Ingredients:

  • 1 lb chicken breast, sliced into thin cutlets
  • 1/2 cup all-purpose flour
  • 1 tsp garlic powder
  • 1/2 tsp salt
  • 1/2 tsp black pepper
  • 2 tbsp olive oil
  • 3 tbsp unsalted butter, divided
  • 8 oz cremini mushrooms, sliced
  • 3 cloves garlic, minced
  • 3/4 cup dry Marsala wine
  • 1/2 cup chicken stock
  • 1/4 cup heavy cream
  • 1 tbsp fresh parsley, chopped

Instructions:

  1. Pound the chicken breasts to an even 1/2 inch thickness. Note: This ensures they cook in exactly 3-4 minutes per side.

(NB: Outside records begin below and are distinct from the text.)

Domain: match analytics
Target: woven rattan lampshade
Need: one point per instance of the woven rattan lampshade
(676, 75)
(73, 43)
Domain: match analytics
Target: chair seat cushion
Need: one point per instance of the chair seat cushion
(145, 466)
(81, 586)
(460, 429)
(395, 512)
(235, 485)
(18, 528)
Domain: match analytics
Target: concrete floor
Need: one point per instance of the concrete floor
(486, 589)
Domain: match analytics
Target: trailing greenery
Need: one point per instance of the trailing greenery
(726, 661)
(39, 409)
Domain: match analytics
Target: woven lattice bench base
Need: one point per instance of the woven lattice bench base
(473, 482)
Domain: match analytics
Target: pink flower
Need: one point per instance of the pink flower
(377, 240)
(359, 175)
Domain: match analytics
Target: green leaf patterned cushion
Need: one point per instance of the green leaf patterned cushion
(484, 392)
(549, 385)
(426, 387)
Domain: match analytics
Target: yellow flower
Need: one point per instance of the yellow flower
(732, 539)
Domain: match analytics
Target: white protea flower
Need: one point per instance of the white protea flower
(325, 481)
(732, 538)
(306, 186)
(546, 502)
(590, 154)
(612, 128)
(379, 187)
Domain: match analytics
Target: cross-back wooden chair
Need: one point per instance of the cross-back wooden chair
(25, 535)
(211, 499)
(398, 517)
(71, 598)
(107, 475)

  2. In a shallow bowl, whisk together flour, garlic powder, salt, and pepper.
  3. Dredge each piece of chicken in the flour, shaking off the excess until it is just a light dusting.
  4. Heat olive oil and 1 tbsp of butter over medium high heat in your skillet.

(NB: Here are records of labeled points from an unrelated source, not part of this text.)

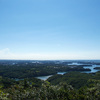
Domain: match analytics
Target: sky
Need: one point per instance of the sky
(50, 29)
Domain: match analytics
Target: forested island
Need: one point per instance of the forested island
(73, 85)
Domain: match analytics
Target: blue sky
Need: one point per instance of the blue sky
(49, 29)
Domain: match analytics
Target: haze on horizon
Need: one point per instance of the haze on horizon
(49, 29)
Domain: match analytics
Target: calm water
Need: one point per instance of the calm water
(92, 69)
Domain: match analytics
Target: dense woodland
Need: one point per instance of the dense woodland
(70, 86)
(23, 70)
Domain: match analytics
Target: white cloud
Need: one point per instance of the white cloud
(7, 54)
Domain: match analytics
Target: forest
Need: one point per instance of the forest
(73, 85)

  5. Once the butter foams, sear chicken in batches for 3–4 minutes per side until a mahogany colored crust forms.
  6. Remove chicken to a plate and tent loosely with foil to keep them warm.
  7. In the same skillet, add the sliced mushrooms and sauté until they release their moisture and turn golden brown.

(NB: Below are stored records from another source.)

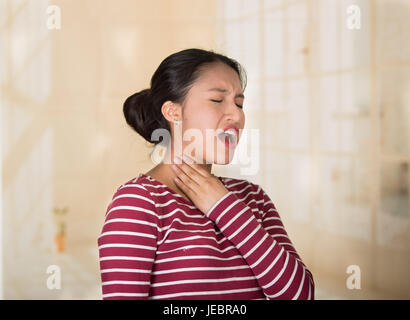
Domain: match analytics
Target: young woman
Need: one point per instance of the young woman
(178, 231)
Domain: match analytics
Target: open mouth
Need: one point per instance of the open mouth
(229, 138)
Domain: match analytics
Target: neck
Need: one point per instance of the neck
(169, 159)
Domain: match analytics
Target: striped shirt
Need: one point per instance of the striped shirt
(155, 244)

  8. Stir in the minced garlic and cook for 30 seconds until fragrant but not brown.
  9. Pour in the Marsala wine, scraping the bottom of the pan with a whisk to incorporate the brown bits.
  10. Stir in the chicken stock and heavy cream. Simmer for 3–5 minutes until the sauce reduces by one third and thickens.
  11. Stir in the remaining 2 tbsp of cold butter to create a glossy emulsion.
  12. Return the chicken to the pan, spooning the sauce over the meat for 1 minute. Garnish with fresh parsley.